MLModelCatalog predict method incompatible with pipeline
JohanvandenHeuvel opened this issue · 5 comments
The MLModelCatalog predict method has the following signature:
def predict(
self, x: Union[np.ndarray, pd.DataFrame, torch.Tensor, tf.Tensor]
) -> Union[np.ndarray, pd.DataFrame, torch.Tensor, tf.Tensor]:
however if the MLModelCatalog pipeline is enabled then x is also input for
def perform_pipeline(self, df: pd.DataFrame) -> pd.DataFrame:
i.e. the predict function can take input types that are incompatible with the possible model settings.
The problem is that perform_pipeline
can potentially use the encoder which relies on it's input being a dataframe.
@JohanvandenHeuvel that means that the pipeline cannot work for other inputs other than DataFrame right?

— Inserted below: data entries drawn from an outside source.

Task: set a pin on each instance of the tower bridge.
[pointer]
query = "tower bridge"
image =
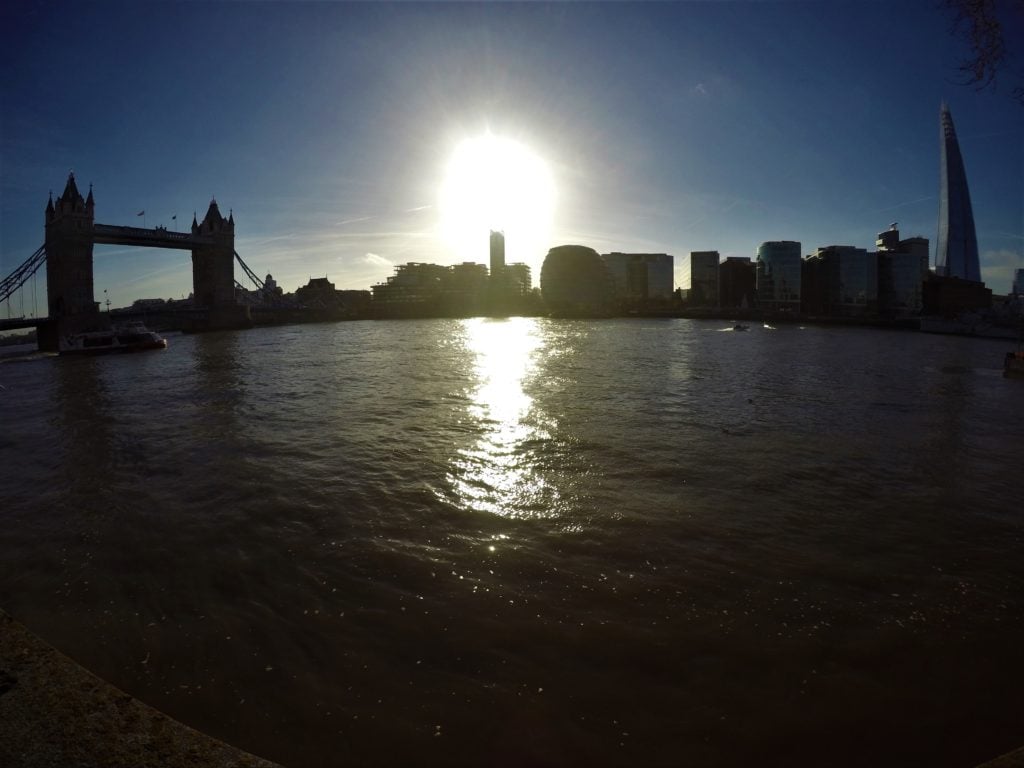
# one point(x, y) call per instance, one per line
point(71, 233)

We could make that explicit and not execute the pipeline for the tensors?
It seems that way yes. And we can't make the pipeline fully work for other inputs, except scaling the data.
How do we fix this? We could keep it as is, and let the pipeline function throw an exception. We could throw an exception ourselves. Or we only allow for the predict function to use dataframes as input.
I guess you could normalize a dataframe, convert this to e.g. a Tensor and give this "pipelined" Tensor as input to the predict function. But like in #115, this results in having two ways to normalization, and this isn't very consistent IMO.
Fixed by moving normalization to the data part.